With the raising concerns about the environment, the ICT equipments have been pointed out as a major and ever rising source of energy consumption and pollution. Among those ICT equipments, data centres play obviously a major role with the rise of the Cloud computing paradigm. In the recent years, researchers have focused on reducing the energy consumption of data centres. Furthermore, future environmentally friendly data centres are also expected to prioritize the usage of renewable energies over brown energies. However, managing the energy consumption within a data centre is challenging because data centres are complex facilities which supports a huge variety of hardware, computing styles and SLAs. Those may evolve through time as user requirements can change rapidly.
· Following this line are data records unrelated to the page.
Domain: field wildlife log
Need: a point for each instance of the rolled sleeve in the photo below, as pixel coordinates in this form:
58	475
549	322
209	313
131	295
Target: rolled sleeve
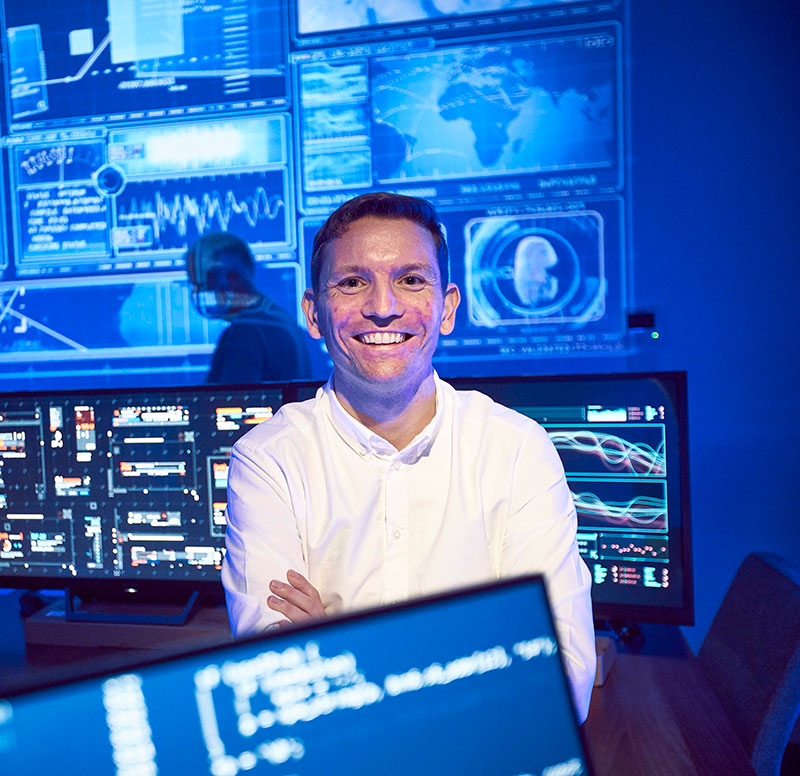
262	541
540	537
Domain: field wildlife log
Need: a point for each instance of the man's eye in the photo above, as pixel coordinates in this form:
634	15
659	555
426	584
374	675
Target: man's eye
350	284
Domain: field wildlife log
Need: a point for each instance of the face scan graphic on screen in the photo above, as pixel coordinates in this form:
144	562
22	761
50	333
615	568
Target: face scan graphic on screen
527	270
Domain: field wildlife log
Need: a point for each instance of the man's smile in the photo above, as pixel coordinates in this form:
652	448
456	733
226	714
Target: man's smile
383	337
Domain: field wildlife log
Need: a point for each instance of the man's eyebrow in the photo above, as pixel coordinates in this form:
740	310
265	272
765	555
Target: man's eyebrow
357	269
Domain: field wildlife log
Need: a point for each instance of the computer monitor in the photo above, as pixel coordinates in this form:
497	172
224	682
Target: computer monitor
110	491
623	440
467	683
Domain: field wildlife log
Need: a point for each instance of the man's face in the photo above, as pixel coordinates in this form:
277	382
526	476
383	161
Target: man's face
381	306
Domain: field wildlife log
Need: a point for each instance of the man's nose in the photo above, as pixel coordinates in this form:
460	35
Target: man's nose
382	303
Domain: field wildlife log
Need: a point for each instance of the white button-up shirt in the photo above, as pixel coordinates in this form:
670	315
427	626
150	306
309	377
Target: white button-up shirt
477	495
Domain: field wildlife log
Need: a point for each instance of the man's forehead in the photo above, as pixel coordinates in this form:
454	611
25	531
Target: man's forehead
378	233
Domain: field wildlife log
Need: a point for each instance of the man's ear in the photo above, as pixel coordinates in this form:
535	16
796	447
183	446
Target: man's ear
452	298
309	305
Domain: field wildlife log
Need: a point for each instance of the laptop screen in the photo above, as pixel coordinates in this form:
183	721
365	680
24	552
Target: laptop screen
464	683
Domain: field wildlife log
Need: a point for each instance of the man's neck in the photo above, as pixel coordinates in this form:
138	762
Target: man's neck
395	416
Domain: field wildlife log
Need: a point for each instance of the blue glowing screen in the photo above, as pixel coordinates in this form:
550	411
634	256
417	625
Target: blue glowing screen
471	685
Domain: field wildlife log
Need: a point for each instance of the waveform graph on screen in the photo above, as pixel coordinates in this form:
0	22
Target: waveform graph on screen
178	182
171	215
620	504
636	450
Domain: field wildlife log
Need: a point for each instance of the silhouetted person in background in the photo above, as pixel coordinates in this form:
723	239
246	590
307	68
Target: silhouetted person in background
262	342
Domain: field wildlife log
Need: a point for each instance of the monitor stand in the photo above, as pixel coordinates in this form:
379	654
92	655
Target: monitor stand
52	638
80	608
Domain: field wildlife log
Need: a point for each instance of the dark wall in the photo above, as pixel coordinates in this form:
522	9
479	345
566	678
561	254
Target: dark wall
715	101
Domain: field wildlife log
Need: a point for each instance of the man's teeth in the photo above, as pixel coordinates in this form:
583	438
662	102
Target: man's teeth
382	337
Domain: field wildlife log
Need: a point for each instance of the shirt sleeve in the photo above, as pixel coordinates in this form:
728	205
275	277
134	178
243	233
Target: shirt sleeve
262	541
540	537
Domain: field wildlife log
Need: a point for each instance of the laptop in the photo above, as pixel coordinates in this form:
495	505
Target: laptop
467	682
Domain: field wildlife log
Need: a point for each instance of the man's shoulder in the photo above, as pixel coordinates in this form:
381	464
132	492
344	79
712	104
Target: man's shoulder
292	424
477	407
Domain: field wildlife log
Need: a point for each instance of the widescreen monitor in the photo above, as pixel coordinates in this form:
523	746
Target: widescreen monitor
470	683
103	489
119	489
623	440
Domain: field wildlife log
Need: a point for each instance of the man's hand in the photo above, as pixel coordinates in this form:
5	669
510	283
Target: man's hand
298	601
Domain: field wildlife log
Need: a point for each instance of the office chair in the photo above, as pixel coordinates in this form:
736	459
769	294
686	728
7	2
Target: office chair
751	656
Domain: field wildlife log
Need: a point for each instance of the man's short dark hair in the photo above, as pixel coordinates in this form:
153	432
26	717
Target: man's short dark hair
383	205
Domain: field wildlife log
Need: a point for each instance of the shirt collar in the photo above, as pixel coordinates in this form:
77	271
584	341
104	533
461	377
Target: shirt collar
369	444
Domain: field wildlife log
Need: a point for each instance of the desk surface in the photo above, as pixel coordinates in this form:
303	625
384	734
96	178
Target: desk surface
657	715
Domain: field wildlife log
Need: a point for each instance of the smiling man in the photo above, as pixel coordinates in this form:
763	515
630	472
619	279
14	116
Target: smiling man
389	483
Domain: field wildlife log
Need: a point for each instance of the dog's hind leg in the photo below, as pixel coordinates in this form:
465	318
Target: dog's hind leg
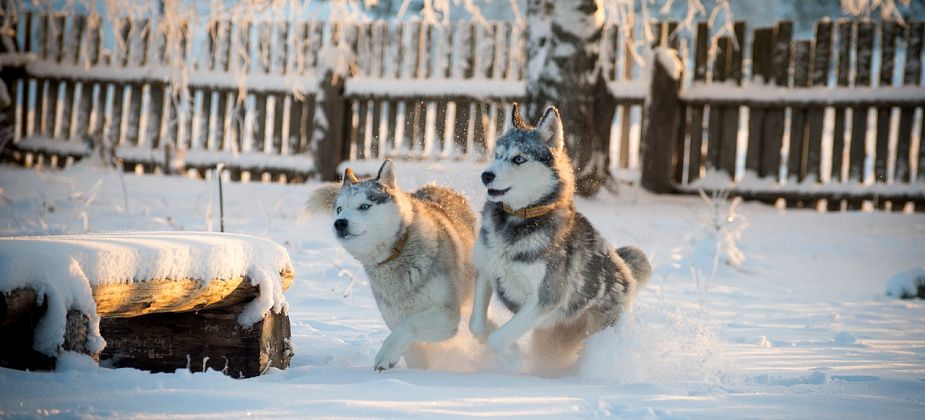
416	356
431	325
503	342
479	324
554	351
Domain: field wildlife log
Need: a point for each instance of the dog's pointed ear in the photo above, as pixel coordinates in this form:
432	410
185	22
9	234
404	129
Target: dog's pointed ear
386	175
514	119
349	178
550	128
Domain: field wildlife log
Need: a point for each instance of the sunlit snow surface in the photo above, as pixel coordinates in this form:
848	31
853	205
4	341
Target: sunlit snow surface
802	329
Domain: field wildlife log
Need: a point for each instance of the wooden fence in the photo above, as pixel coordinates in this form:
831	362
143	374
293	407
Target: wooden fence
256	96
816	123
250	96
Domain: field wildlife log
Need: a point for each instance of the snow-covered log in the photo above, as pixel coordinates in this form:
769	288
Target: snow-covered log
222	295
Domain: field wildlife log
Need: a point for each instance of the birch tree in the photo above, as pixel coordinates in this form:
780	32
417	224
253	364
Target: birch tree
563	69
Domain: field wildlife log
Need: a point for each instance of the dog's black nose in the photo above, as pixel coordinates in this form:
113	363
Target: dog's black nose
487	177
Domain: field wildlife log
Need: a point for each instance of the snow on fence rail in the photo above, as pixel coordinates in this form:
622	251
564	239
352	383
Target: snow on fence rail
815	123
789	113
240	97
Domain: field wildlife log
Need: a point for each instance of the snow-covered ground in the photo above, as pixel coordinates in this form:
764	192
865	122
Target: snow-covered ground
802	328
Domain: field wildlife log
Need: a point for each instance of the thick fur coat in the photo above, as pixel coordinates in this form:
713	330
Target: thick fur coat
415	249
540	257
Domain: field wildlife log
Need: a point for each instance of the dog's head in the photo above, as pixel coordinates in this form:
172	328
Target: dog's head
530	165
369	212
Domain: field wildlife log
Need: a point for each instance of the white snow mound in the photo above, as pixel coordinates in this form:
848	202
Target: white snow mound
62	269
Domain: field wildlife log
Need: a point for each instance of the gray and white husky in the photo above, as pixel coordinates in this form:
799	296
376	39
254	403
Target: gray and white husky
415	248
544	261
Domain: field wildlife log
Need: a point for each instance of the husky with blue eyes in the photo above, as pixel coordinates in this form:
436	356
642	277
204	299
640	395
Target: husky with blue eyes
541	258
415	249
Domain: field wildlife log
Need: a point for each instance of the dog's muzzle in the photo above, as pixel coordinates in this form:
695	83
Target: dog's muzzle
341	225
487	177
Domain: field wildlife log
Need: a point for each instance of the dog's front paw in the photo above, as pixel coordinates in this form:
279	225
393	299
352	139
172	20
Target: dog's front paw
387	357
508	352
480	329
499	343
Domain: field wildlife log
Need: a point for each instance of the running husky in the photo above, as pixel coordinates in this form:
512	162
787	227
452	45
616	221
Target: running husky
543	260
415	249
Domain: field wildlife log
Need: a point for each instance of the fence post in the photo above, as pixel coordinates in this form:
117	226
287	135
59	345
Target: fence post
9	77
663	123
329	130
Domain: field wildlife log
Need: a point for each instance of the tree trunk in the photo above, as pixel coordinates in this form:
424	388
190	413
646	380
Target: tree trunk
563	69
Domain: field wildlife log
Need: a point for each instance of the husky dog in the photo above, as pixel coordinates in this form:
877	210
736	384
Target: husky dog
543	259
415	249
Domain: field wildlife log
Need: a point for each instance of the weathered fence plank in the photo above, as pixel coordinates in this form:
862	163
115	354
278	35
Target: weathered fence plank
821	56
695	156
798	148
888	35
858	147
911	75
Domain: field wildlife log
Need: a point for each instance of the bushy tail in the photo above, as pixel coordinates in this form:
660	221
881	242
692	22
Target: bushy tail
638	263
322	199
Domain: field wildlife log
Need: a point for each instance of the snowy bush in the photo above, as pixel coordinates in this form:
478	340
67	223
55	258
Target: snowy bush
907	285
715	242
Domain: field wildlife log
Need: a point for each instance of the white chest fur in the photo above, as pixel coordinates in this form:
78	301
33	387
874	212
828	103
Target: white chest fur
520	282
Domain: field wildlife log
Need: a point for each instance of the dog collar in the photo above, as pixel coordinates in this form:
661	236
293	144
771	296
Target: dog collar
396	249
529	212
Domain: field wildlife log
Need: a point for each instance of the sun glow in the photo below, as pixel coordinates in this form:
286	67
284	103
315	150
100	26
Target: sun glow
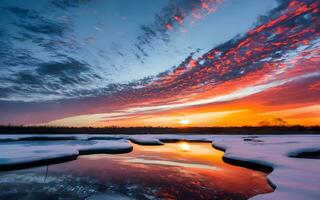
185	122
184	146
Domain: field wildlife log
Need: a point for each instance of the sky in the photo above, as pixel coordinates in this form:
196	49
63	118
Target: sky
160	63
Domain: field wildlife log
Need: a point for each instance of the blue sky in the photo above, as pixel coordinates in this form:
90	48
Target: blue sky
101	36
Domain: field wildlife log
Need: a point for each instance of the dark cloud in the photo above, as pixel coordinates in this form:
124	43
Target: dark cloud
70	67
172	18
273	122
66	4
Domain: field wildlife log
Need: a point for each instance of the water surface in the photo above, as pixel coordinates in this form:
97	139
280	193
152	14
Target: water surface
173	171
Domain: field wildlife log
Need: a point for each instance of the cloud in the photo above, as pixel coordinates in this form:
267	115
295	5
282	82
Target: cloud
174	17
273	122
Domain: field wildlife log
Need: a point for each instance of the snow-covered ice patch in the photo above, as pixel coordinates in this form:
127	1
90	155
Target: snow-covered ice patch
293	178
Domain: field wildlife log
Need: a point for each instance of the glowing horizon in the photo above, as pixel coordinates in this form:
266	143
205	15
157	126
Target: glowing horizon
263	71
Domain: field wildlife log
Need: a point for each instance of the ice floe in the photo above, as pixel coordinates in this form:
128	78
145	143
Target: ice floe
292	177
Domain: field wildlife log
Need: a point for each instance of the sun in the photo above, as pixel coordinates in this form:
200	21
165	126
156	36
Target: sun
184	146
185	122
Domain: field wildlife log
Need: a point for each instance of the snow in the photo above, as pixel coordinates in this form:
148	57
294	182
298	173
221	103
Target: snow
23	154
293	178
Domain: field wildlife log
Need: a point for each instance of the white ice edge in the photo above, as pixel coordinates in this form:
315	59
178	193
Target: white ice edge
294	178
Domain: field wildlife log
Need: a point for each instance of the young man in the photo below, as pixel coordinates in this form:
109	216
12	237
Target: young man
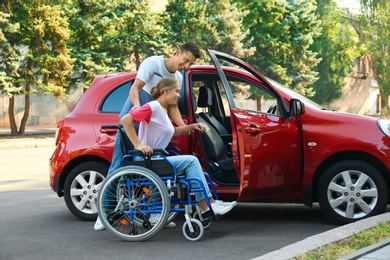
151	70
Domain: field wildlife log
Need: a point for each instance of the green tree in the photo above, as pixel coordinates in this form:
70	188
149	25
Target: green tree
86	40
134	33
374	32
211	24
337	49
282	33
304	28
9	62
45	62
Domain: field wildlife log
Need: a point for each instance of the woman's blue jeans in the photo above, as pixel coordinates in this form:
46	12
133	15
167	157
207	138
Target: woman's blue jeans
190	166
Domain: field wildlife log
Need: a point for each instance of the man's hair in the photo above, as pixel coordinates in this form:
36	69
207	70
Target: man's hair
191	47
165	83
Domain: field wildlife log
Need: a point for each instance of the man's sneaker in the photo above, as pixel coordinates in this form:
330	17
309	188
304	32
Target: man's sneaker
218	202
98	225
154	219
170	225
221	209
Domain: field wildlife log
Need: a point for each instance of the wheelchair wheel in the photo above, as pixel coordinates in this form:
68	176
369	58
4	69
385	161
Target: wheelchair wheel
133	203
176	203
206	222
196	234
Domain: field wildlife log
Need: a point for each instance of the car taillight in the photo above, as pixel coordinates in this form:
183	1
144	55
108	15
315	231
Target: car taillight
59	128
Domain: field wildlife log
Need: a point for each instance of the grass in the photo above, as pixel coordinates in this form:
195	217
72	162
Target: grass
350	244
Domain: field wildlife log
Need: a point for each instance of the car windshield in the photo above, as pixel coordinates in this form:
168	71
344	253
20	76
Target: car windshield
296	95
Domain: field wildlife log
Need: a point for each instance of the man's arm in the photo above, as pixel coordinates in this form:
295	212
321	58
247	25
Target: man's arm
134	92
175	116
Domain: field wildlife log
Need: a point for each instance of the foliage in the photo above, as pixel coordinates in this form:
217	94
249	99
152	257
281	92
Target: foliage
350	244
9	63
86	42
282	34
41	43
134	33
337	48
211	24
374	32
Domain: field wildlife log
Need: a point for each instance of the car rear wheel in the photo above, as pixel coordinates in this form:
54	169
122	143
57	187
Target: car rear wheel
81	189
352	190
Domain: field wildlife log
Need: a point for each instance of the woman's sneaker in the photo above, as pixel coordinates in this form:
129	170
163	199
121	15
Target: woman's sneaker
221	208
98	225
154	218
233	203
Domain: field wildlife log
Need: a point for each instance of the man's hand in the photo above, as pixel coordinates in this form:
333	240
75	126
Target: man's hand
145	149
134	107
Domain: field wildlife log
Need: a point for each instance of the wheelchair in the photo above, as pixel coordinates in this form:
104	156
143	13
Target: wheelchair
139	198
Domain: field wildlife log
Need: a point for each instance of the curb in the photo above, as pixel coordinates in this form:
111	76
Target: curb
25	144
330	236
366	250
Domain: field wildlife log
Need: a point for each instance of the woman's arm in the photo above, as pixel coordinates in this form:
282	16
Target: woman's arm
128	125
185	129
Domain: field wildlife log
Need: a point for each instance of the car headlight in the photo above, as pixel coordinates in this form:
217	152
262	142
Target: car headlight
384	126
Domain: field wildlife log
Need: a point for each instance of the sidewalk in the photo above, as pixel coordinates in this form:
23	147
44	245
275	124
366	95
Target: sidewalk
34	137
378	251
41	136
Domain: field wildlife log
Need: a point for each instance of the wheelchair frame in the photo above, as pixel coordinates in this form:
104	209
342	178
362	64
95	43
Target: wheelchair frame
139	198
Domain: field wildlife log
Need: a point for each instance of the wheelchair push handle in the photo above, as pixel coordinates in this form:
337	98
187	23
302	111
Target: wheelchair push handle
155	151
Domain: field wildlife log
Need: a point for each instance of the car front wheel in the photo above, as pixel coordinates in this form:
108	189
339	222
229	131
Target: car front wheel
352	190
81	189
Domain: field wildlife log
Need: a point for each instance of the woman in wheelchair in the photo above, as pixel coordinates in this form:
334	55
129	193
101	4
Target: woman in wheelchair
156	131
136	202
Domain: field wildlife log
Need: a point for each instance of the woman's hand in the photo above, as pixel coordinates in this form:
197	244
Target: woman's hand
199	126
145	149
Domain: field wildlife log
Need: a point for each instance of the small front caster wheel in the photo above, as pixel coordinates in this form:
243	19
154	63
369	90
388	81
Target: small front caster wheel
197	233
206	222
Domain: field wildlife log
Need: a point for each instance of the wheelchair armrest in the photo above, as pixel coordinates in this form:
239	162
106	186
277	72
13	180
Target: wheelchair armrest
173	149
158	151
110	127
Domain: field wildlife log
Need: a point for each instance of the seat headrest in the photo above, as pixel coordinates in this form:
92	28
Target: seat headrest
205	98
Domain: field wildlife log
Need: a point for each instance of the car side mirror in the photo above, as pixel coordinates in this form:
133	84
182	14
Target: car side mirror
296	107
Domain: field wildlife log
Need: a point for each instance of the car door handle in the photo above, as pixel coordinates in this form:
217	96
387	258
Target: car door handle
253	129
108	131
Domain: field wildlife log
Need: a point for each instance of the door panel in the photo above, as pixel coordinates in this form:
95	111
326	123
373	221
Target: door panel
270	154
266	140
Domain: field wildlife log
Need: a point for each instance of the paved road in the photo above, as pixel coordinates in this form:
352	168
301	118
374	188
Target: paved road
35	223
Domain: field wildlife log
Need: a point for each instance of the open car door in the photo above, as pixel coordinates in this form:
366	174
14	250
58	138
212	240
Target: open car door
267	140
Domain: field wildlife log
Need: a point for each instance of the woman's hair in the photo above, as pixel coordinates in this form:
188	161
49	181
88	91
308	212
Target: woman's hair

Furthermore, differently from non-renewable energy sources, the availability of renewable energies is very volatile and time dependent: e.g. solar power is obtainable only during the day, and is subject to variations due to the meteorological conditions. The goal in this case is to shift the workload of running applications, according to the forecasted availability of the renewable energy. In this thesis we propose a flexible framework called Plug4Green able to reduce the energy consumption of a Cloud data centre. Plug4Green is based on the Constraint Programming paradigm, allowing it to take into account a great number of constraints regarding energy, hardware and SLAs in data centres. We also propose the concept of an energy adaptive software controller (EASC), able to augment the usage of renewable energies in data centres. The EASC supports two kind of applications: service-oriented and task-oriented applications; and two kind of computing environments: Infrastructure as a Service and Platform as a Service. We evaluated our solutions in several trials executed in the testbeds of Milan and Trento, Italy. Results show that Plug4Green was able to reduce the power consumption by 27% in the Milan trial, while the EASC was able to augment the renewable energy percentage by 7.07pp in the Trento trial.